How to Give Someone Bad News

How to Give Someone Bad News
Laura Reguera

Written and verified by the psychologist Laura Reguera.

Last update: 21 December, 2022

It seems like bad news is more and more common every day. At times, it appears so suddenly and, at others, we felt certain it was going to happen sooner or later. One example of this is the loss of a loved one who has been suffering from a serious illness. Although it may hurt, in this situation it seems like its “easier” to tell somebody else about the passing.

But, in other situations, the death of a loved one is completely unexpected and you simply have no idea how to tell other people about it. An accident, an assault, or a natural disaster are examples of situations in which, in a split second, your whole world crumbles. In a moment, a very important person passes away.

Although no one wants to live through this kind of experience, the truth is that, unfortunately, this is simply the way life works. The issue is how you face these situations and knowing how to tell others what happened. Keep reading to learn some tips on how to deliver this bad news.

“History is nothing but an infinite catastrophe which we try to come out of as best as possible.”
-Italo Calvino-

What do you feel when you have to give others bad news?

Giving bad news is a very complicated task. Besides having to go through a very tough time, we truly end up feeling awful. Not only due to our own feelings for the person that has passed, but also because we’re worried about the people that we’re about to share the bad news with.

We’re afraid of hurting them. Despite trying to tell them the news in the best way possible, it still worries us. Plus, you never know how they are going to react. They may blame us for what happened or treat us badly. It all depends on each individual’s ability to cope. As the messenger, we shouldn’t take reactions personally.

“How unfair, how damned, how wicked is death that does not kill us but the people we love.”
-Carlos Fuentes-

Girl is sobbing my herself.

On the other hand, oftentimes in these situations, we don’t have a lot of information. And it’s normal for the loved ones of the person that has passed to have an endless number of questions to ask you. That’s why we become scared of not knowing what to say. But the truth is that we’re human and don’t always have the answers to all of their questions. Much less when unexpected tragedies occur.

Steps to follow before giving bad news

One way of managing these negative emotions that may arise, as well as trying to reduce those of the listeners as much as possible, is to prepare yourself to give the bad news before trying to do so. The first step is to try to gather as much information as possible about what happened. This way you’ll be able to answer the possible questions they may have.

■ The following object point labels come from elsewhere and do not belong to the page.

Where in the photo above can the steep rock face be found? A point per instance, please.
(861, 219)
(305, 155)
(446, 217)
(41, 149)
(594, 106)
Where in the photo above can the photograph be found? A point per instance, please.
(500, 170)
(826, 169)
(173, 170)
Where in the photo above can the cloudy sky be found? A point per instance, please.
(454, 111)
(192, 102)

You also must know who you’re going to tell about what happened. It’s not the same to prepare a message for the children of the deceased as for parents, friends, or spouses. Although it may not seem important, this way you’ll be more capable of stepping into their shoes. You’ll be able to better adapt your language to the conditions of each person you have to face.

Next, you must look for an appropriate place to share what has happened. It might seem obvious, but it’s worth noting that this place must be as private as possible. Lastly, it’s extremely important that you mentally prepare what you’re going to say and how you’re going to say it. This way, you’ll avoid saying something inappropriate that will increase the other person’s pain.

“After all, death is a symbol that there was life.”
-Mario Benedetti-

What must you keep in mind when giving bad news?

Once you have settled everything else, it’s the moment of truth. What you say won’t make the deceased person come back, but you can minimize the other person’s pain as much as possible. In order to do so, the information you give must be very clear, and you must be sure that it is true. If not, you could confuse your listener and generate even more negative emotions.

Girl comforting a crying friend.

Along with this line of thought, you should tell them about what happened gradually. For example: “There was a car crash, and your husband suffered some very serious injuries. The ambulance that got to the scene tried to revive him, but they weren’t successful. I’m sorry to have to tell you that Peter is dead.”

You must say the name of the person that died, as well as use expressions that directly refer to death so that they will be clear about what happened. If the person has any questions, they must feel that they can interrupt you and ask them. They must feel that you empathize with them and that you’re trying to give them support during such a difficult time…

As you can see, giving bad news is not simple or comfortable. It’s not something anyone wants to do. Yet it’s important to know how to do so in order to make others understand what has occurred. You need to be very delicate, have a lot of confidence, and, above all, transmit empathy in order to withstand the suffering of the person receiving the news.


This text is provided for informational purposes only and does not replace consultation with a professional. If in doubt, consult your specialist.